Das beginnt bei der Schmierenkomödie, die sich in den Wochen vor dem Weltklimagipfel abspielt. Da die Wissenschaft weltweit dringend Maßnahmen gegen den Klimawandel einfordert, werden im Gegenzug Geschichten in den Medien verbreitet, wonach alle diese Forscher weltweit quasi in Absprache den Klimawandel sehr, sehr stark aufgeblasen, wenn nicht gar erfunden haben. Ein paar Hacker hätten das ihrem E-Mailverkehr entnommen. Ging rund um die Welt, alle, die dem Thema überhaupt Aufmerksamkeit schenken, haben davon gehört.
Das weiß ich nämlich ganz genau. Das letzte Mal habe ich die Geschichte am Wochenende beim Einkaufen gehört. Angesichts mehrerer Damen, die gerade vor den Obst- und Gemüseregalen ihre Auswahl trafen. Übermütig unterhielten sich meine Geliebte und ich über die Ecke von den Salatregalen bis zu den Obstmetern darüber, dass es ja nicht notwendig sei, genau jene Zitronen auszuwählen, die statt einige hundert viele tausende Kilometer weit angereist seien. Und wie gut es uns doch ginge, dass wir es uns leisten können, dafür darüber hinwegzusehen, dass erstere um 10 Cent das Stück teurer seien.
Das fuhr erwartungsgemäß mitten in die Damenherzen und von dort weiter in die gepflegten Hände.
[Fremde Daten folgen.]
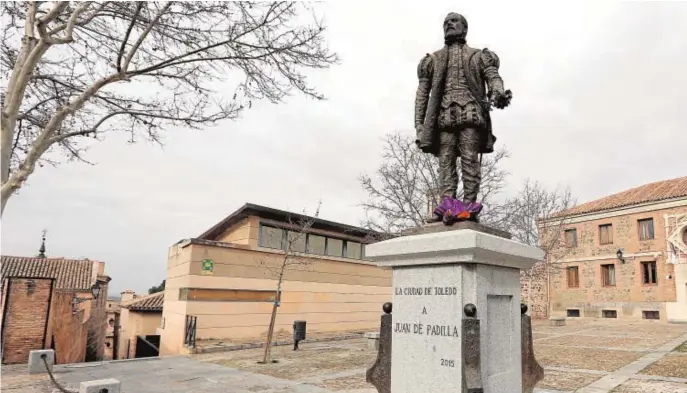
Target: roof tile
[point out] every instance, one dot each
(652, 192)
(71, 274)
(146, 303)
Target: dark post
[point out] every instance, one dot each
(532, 372)
(379, 375)
(298, 333)
(472, 362)
(115, 338)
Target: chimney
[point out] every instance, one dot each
(128, 294)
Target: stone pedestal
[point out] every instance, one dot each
(435, 275)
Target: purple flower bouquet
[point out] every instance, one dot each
(452, 210)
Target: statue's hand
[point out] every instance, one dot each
(501, 99)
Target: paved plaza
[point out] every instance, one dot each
(585, 356)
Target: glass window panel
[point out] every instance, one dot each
(353, 250)
(296, 241)
(316, 244)
(271, 237)
(334, 247)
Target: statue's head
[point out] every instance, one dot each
(455, 28)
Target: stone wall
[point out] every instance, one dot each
(630, 296)
(68, 331)
(534, 291)
(25, 314)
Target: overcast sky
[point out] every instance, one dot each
(599, 105)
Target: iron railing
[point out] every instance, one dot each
(190, 331)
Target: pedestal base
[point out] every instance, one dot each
(435, 275)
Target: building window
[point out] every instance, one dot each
(606, 234)
(649, 275)
(296, 241)
(573, 277)
(316, 244)
(277, 238)
(608, 275)
(571, 238)
(646, 229)
(353, 250)
(271, 237)
(334, 247)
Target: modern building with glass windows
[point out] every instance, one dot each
(222, 285)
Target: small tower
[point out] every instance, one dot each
(41, 250)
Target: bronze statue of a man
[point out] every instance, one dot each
(453, 121)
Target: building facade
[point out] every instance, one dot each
(225, 280)
(49, 303)
(140, 318)
(622, 256)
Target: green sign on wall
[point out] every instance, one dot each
(207, 267)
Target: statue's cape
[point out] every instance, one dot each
(428, 138)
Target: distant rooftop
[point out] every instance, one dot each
(72, 274)
(649, 193)
(145, 303)
(250, 209)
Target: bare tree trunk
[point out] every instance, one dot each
(529, 290)
(270, 332)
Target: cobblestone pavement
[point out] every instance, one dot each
(586, 356)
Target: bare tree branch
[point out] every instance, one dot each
(289, 239)
(83, 69)
(528, 219)
(407, 183)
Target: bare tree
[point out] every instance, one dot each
(532, 218)
(293, 242)
(407, 181)
(77, 70)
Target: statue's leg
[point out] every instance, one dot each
(469, 163)
(448, 155)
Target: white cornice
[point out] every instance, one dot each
(623, 211)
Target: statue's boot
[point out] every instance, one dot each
(432, 219)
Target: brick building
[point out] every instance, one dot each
(140, 319)
(112, 310)
(48, 303)
(622, 256)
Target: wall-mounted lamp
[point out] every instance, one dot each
(95, 291)
(30, 287)
(619, 255)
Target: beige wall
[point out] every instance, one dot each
(136, 323)
(630, 296)
(331, 294)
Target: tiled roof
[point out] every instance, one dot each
(73, 274)
(146, 303)
(652, 192)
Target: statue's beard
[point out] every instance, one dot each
(451, 38)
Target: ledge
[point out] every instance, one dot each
(451, 247)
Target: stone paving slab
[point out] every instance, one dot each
(611, 382)
(172, 375)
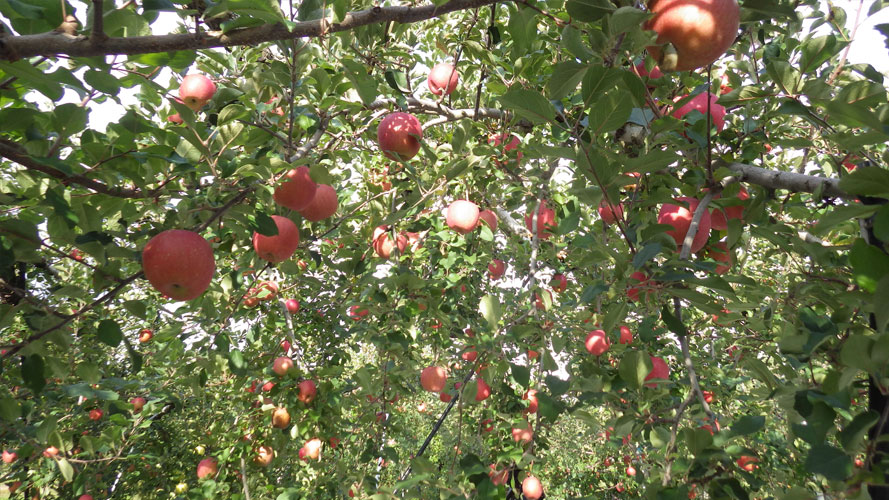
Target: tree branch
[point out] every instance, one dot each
(56, 44)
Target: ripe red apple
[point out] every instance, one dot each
(433, 378)
(137, 402)
(207, 467)
(597, 342)
(523, 434)
(292, 306)
(546, 221)
(700, 31)
(383, 243)
(297, 189)
(699, 103)
(399, 136)
(483, 391)
(280, 247)
(443, 79)
(489, 218)
(307, 391)
(313, 448)
(264, 456)
(498, 477)
(496, 269)
(720, 253)
(178, 264)
(719, 219)
(531, 396)
(678, 216)
(196, 90)
(357, 312)
(747, 463)
(626, 335)
(659, 371)
(513, 144)
(531, 488)
(280, 418)
(608, 215)
(323, 205)
(462, 216)
(282, 365)
(145, 335)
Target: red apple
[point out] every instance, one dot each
(597, 342)
(137, 402)
(678, 216)
(297, 189)
(489, 218)
(700, 31)
(323, 205)
(720, 253)
(383, 243)
(280, 247)
(546, 221)
(313, 448)
(280, 418)
(399, 136)
(178, 264)
(207, 467)
(264, 456)
(443, 79)
(433, 378)
(282, 365)
(608, 215)
(307, 391)
(659, 371)
(196, 90)
(699, 103)
(719, 219)
(496, 269)
(462, 216)
(145, 335)
(531, 488)
(483, 391)
(531, 396)
(626, 336)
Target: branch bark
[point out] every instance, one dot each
(57, 44)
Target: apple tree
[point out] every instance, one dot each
(459, 249)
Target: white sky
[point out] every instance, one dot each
(868, 47)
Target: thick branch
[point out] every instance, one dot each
(791, 181)
(55, 44)
(9, 151)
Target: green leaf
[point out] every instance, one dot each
(672, 322)
(830, 462)
(109, 332)
(634, 367)
(871, 181)
(748, 424)
(489, 307)
(853, 433)
(529, 105)
(869, 265)
(565, 78)
(32, 372)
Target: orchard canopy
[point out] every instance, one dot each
(462, 249)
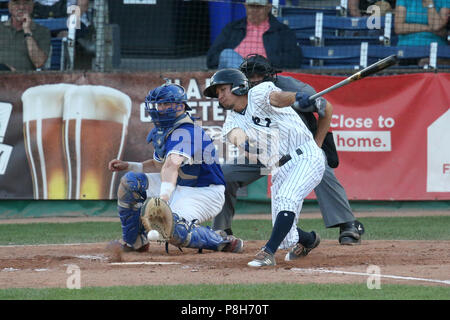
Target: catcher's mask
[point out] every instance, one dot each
(238, 81)
(173, 94)
(255, 64)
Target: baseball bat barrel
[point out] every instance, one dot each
(372, 69)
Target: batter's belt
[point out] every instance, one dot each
(287, 157)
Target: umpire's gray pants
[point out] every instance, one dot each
(331, 196)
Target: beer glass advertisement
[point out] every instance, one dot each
(59, 131)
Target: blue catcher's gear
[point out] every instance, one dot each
(158, 135)
(157, 215)
(167, 93)
(131, 194)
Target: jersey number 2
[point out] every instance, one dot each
(257, 121)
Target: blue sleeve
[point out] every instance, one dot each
(182, 141)
(443, 3)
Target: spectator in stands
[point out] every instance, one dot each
(85, 49)
(259, 32)
(24, 45)
(44, 9)
(421, 22)
(358, 8)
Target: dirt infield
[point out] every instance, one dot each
(399, 262)
(47, 265)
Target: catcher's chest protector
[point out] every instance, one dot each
(192, 235)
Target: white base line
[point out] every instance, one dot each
(320, 270)
(140, 263)
(44, 245)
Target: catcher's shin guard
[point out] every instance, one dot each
(192, 235)
(131, 194)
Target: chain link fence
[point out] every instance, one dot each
(190, 35)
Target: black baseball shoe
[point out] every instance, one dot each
(350, 233)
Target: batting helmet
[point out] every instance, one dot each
(255, 64)
(238, 81)
(167, 93)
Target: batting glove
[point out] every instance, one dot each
(303, 104)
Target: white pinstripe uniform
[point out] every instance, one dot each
(278, 132)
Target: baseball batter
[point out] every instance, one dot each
(331, 195)
(282, 142)
(184, 172)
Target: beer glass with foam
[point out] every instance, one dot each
(42, 128)
(95, 129)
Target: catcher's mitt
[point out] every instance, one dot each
(157, 215)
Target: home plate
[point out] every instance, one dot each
(141, 263)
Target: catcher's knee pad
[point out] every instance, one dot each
(133, 232)
(131, 194)
(192, 235)
(132, 190)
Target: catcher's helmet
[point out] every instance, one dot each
(167, 93)
(255, 64)
(238, 81)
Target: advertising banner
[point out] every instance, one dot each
(59, 131)
(392, 134)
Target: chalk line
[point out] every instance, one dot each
(141, 263)
(322, 270)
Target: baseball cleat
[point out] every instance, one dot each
(262, 259)
(125, 247)
(299, 250)
(350, 233)
(236, 245)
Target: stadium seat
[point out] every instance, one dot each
(332, 57)
(411, 52)
(293, 11)
(54, 24)
(324, 30)
(56, 58)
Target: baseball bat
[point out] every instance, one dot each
(372, 69)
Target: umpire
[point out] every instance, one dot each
(331, 196)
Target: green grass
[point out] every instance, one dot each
(377, 228)
(396, 228)
(280, 291)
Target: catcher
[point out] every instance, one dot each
(181, 187)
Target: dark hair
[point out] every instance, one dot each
(255, 64)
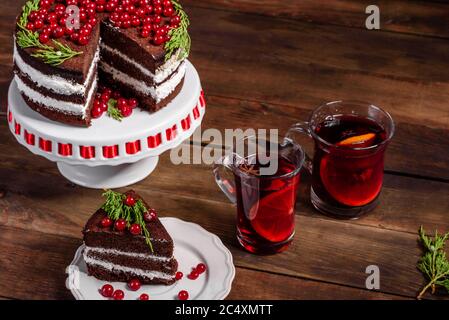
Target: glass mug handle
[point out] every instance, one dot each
(302, 127)
(226, 185)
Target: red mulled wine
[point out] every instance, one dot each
(266, 206)
(348, 167)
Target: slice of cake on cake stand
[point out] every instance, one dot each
(138, 48)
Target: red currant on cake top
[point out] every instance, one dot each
(149, 215)
(120, 224)
(106, 222)
(107, 290)
(134, 284)
(144, 296)
(183, 295)
(179, 275)
(130, 201)
(118, 295)
(135, 229)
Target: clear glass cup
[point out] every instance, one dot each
(350, 140)
(262, 177)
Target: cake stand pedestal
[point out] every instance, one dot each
(110, 154)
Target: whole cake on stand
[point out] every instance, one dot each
(103, 87)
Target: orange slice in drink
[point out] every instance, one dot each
(360, 141)
(273, 217)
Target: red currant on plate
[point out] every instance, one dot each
(134, 284)
(118, 295)
(120, 224)
(201, 268)
(183, 295)
(144, 296)
(193, 275)
(107, 290)
(106, 222)
(135, 229)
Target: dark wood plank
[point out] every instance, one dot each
(415, 17)
(324, 250)
(27, 260)
(33, 177)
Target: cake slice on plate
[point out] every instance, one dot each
(125, 240)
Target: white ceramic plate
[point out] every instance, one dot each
(193, 245)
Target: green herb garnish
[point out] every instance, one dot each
(113, 111)
(53, 55)
(434, 264)
(117, 209)
(179, 37)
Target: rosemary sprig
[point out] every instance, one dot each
(434, 263)
(113, 111)
(116, 209)
(179, 37)
(53, 55)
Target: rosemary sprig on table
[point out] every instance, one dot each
(179, 37)
(113, 111)
(434, 263)
(116, 209)
(53, 55)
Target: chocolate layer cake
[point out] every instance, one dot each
(138, 47)
(121, 255)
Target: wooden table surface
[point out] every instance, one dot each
(267, 64)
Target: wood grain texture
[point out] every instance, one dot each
(415, 17)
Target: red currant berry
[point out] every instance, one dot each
(121, 103)
(120, 224)
(30, 26)
(132, 103)
(157, 19)
(38, 24)
(118, 295)
(175, 21)
(168, 11)
(145, 33)
(58, 32)
(83, 40)
(96, 112)
(179, 275)
(134, 284)
(106, 222)
(44, 38)
(183, 295)
(144, 296)
(126, 111)
(107, 291)
(193, 275)
(135, 229)
(150, 215)
(201, 268)
(159, 39)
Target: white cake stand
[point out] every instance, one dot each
(110, 154)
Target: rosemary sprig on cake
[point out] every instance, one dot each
(53, 55)
(434, 264)
(126, 210)
(179, 37)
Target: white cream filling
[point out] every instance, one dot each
(124, 253)
(157, 92)
(162, 73)
(68, 107)
(56, 83)
(137, 272)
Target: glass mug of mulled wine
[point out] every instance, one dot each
(262, 177)
(350, 139)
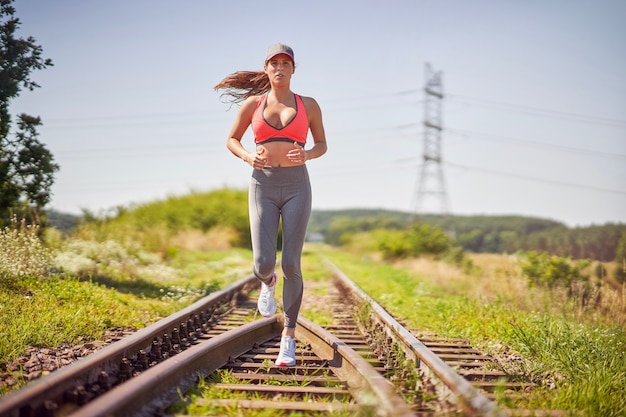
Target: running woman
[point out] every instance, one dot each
(280, 186)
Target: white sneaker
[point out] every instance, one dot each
(267, 302)
(287, 354)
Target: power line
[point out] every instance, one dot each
(536, 179)
(557, 114)
(526, 142)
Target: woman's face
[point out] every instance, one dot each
(279, 68)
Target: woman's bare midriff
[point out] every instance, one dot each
(276, 153)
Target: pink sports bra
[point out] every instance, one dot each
(295, 130)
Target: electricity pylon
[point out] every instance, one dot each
(431, 190)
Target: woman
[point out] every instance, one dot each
(279, 187)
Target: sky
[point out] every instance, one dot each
(533, 113)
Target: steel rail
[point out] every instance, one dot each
(372, 391)
(158, 386)
(470, 399)
(32, 399)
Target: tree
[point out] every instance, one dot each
(26, 167)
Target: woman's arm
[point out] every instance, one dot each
(316, 125)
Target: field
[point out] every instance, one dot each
(76, 287)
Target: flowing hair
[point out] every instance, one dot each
(240, 85)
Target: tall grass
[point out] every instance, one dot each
(577, 359)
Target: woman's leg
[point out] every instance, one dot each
(264, 219)
(295, 211)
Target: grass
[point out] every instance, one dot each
(92, 286)
(579, 362)
(576, 354)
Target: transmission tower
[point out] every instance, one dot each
(431, 190)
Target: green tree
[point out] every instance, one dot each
(26, 167)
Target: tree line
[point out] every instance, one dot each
(483, 234)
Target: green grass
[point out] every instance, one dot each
(108, 287)
(579, 367)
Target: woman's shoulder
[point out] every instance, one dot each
(309, 103)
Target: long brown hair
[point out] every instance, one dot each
(240, 85)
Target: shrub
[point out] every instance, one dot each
(22, 252)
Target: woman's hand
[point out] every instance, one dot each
(297, 155)
(258, 159)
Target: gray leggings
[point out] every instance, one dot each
(275, 193)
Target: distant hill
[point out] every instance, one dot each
(490, 234)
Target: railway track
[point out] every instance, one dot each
(363, 363)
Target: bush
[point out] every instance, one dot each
(421, 239)
(22, 252)
(551, 271)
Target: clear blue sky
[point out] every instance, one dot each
(534, 112)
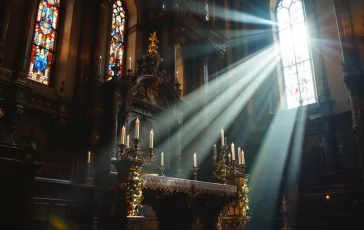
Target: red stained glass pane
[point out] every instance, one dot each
(44, 38)
(117, 38)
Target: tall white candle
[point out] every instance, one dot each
(222, 137)
(89, 157)
(151, 135)
(242, 157)
(194, 160)
(233, 151)
(122, 138)
(100, 65)
(137, 128)
(239, 155)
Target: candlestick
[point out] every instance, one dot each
(89, 157)
(162, 158)
(232, 151)
(222, 137)
(194, 172)
(242, 157)
(151, 139)
(137, 128)
(100, 66)
(239, 156)
(122, 138)
(194, 160)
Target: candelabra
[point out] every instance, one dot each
(194, 172)
(134, 154)
(162, 170)
(223, 168)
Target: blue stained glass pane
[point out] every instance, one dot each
(44, 39)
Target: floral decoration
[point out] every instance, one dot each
(134, 195)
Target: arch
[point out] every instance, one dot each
(44, 41)
(117, 38)
(297, 73)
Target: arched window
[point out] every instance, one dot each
(43, 48)
(117, 38)
(296, 58)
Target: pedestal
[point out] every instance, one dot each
(17, 181)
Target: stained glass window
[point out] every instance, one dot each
(117, 38)
(43, 46)
(295, 52)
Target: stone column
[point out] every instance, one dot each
(5, 12)
(353, 73)
(168, 47)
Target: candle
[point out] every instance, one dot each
(222, 137)
(242, 157)
(233, 151)
(89, 157)
(151, 135)
(137, 129)
(122, 139)
(239, 155)
(100, 66)
(195, 160)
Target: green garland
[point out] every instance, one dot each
(134, 194)
(244, 201)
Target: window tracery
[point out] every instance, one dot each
(295, 52)
(44, 39)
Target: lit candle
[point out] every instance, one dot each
(239, 155)
(242, 157)
(89, 157)
(195, 160)
(233, 151)
(100, 66)
(151, 135)
(122, 139)
(222, 137)
(137, 129)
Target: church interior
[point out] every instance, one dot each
(182, 114)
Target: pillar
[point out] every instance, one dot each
(5, 12)
(353, 74)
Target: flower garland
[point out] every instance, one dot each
(134, 195)
(243, 196)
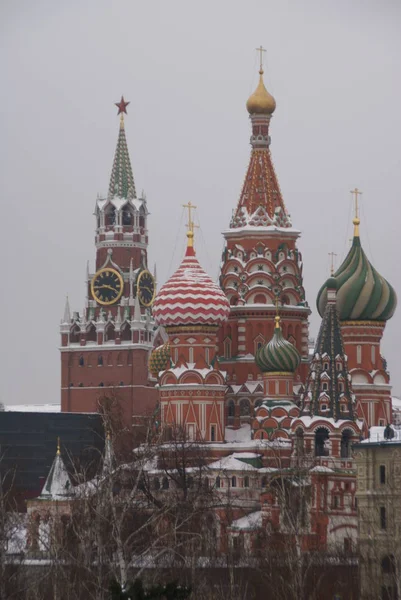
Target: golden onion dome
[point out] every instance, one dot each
(261, 102)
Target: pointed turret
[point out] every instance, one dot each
(122, 183)
(328, 391)
(58, 483)
(261, 202)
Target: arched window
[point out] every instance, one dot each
(227, 348)
(91, 333)
(299, 442)
(109, 333)
(346, 444)
(74, 334)
(245, 407)
(127, 217)
(321, 442)
(125, 332)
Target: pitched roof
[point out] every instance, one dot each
(122, 183)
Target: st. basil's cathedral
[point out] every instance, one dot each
(228, 363)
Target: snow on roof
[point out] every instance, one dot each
(243, 434)
(376, 434)
(58, 484)
(321, 469)
(396, 403)
(251, 521)
(231, 463)
(56, 407)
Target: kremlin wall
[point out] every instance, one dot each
(227, 363)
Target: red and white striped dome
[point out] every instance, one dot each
(190, 297)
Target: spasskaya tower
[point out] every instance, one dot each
(105, 349)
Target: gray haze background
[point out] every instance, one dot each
(188, 69)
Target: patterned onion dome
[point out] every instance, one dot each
(190, 297)
(278, 355)
(362, 293)
(160, 359)
(261, 102)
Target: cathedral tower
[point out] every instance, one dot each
(105, 349)
(191, 307)
(365, 302)
(260, 263)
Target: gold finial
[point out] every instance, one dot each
(332, 255)
(261, 102)
(191, 225)
(261, 50)
(356, 219)
(277, 317)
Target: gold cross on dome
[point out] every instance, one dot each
(261, 50)
(191, 225)
(332, 255)
(356, 193)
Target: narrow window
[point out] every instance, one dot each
(213, 433)
(383, 519)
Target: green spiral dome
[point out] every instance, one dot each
(160, 359)
(362, 293)
(278, 355)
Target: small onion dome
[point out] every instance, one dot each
(190, 296)
(279, 354)
(362, 293)
(160, 359)
(261, 102)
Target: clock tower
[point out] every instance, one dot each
(105, 349)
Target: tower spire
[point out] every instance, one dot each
(356, 221)
(122, 183)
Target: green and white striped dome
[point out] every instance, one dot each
(362, 293)
(278, 355)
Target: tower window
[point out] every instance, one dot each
(383, 518)
(213, 433)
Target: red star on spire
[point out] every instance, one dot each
(122, 106)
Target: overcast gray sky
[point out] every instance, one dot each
(187, 68)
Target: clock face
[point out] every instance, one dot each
(107, 286)
(145, 288)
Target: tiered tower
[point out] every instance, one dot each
(105, 349)
(260, 262)
(365, 301)
(328, 420)
(192, 307)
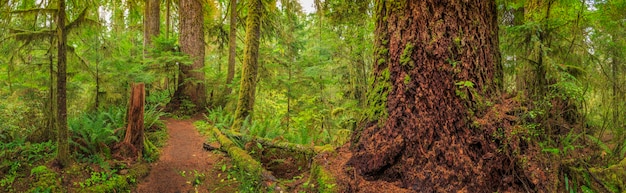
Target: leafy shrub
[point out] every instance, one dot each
(46, 180)
(18, 155)
(152, 118)
(93, 133)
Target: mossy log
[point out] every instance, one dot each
(308, 150)
(242, 158)
(325, 180)
(612, 177)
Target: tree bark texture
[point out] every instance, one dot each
(151, 23)
(245, 104)
(63, 154)
(232, 46)
(436, 63)
(132, 145)
(191, 82)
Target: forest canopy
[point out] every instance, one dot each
(528, 94)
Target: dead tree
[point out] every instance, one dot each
(132, 146)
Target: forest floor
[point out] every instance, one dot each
(184, 166)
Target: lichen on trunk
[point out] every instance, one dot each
(417, 130)
(245, 104)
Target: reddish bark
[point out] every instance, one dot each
(428, 53)
(132, 145)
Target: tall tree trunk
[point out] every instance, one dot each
(63, 154)
(232, 46)
(245, 104)
(151, 23)
(191, 81)
(435, 63)
(132, 145)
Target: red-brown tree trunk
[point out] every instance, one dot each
(191, 84)
(437, 65)
(132, 145)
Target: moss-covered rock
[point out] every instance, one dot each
(325, 181)
(46, 180)
(612, 177)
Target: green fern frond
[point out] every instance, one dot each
(600, 144)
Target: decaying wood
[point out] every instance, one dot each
(308, 150)
(132, 146)
(242, 158)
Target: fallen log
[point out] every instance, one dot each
(242, 158)
(308, 150)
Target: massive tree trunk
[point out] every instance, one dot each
(132, 146)
(151, 23)
(63, 154)
(247, 88)
(436, 66)
(232, 46)
(191, 84)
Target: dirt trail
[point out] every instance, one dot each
(184, 152)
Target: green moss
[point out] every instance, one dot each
(405, 58)
(377, 97)
(241, 158)
(45, 180)
(407, 79)
(325, 181)
(120, 183)
(613, 176)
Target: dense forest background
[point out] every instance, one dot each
(269, 69)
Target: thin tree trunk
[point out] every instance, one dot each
(232, 46)
(245, 104)
(63, 154)
(167, 19)
(132, 146)
(191, 79)
(151, 23)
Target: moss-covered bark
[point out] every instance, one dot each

Die zuckten zurück vor der Petersilie aus Spanien und gedachten kurz der Oma, die bei einer solchen Herkunft des Gartenkräutls wohl Verachtungsvolles geäußert hätte von wegen „wozu man die wohl von so weit her holen solle?“ Die andere Hand legte sogar den soeben entnommenen Salat zurück zu seinen Geschwistern. Und dann beachtete ihre Trägerin vielleicht zum ersten Mal den Hinweis auf dem Preisschild über das Geburtsland der Pflanzen. Im nächsten Schritt wurden rund um uns Blickachsen des Einverständnisses hergestellt und im übernächsten rückte man vor den Kartoffeln zusammen. Zuerst Gemurmel und dann nach einer uns gewidmeten Erhöhung der Lautstärke ebendiese Geschichte von den Forschern.
Wir waren zu dem Zeitpunkt schon vor den Regalen mit den Milchprodukten und beobachteten von dort aus verstohlen lächelnd, wie zur Bekräftigung des Einvernehmens Champignons aus der Ukraine in alle drei Einkaufswagen wanderten. Beim Nachhausegehen scherzten wir dann darüber, dass wir damit vielleicht sogar neue Freundschaften begründet hatten und die Damen jetzt gerade unter dem seit Wochen wolkenlos blauen Novemberhimmel und frühlingshaften Temperaturen zu Beginn der Adventzeit am Supermarktparkplatz ihre neu gefundene Seelenverwandtschaft erstmals damit bekräftigten, dass „das mit dem Klimawandel noch lange nicht erwiesen sei“.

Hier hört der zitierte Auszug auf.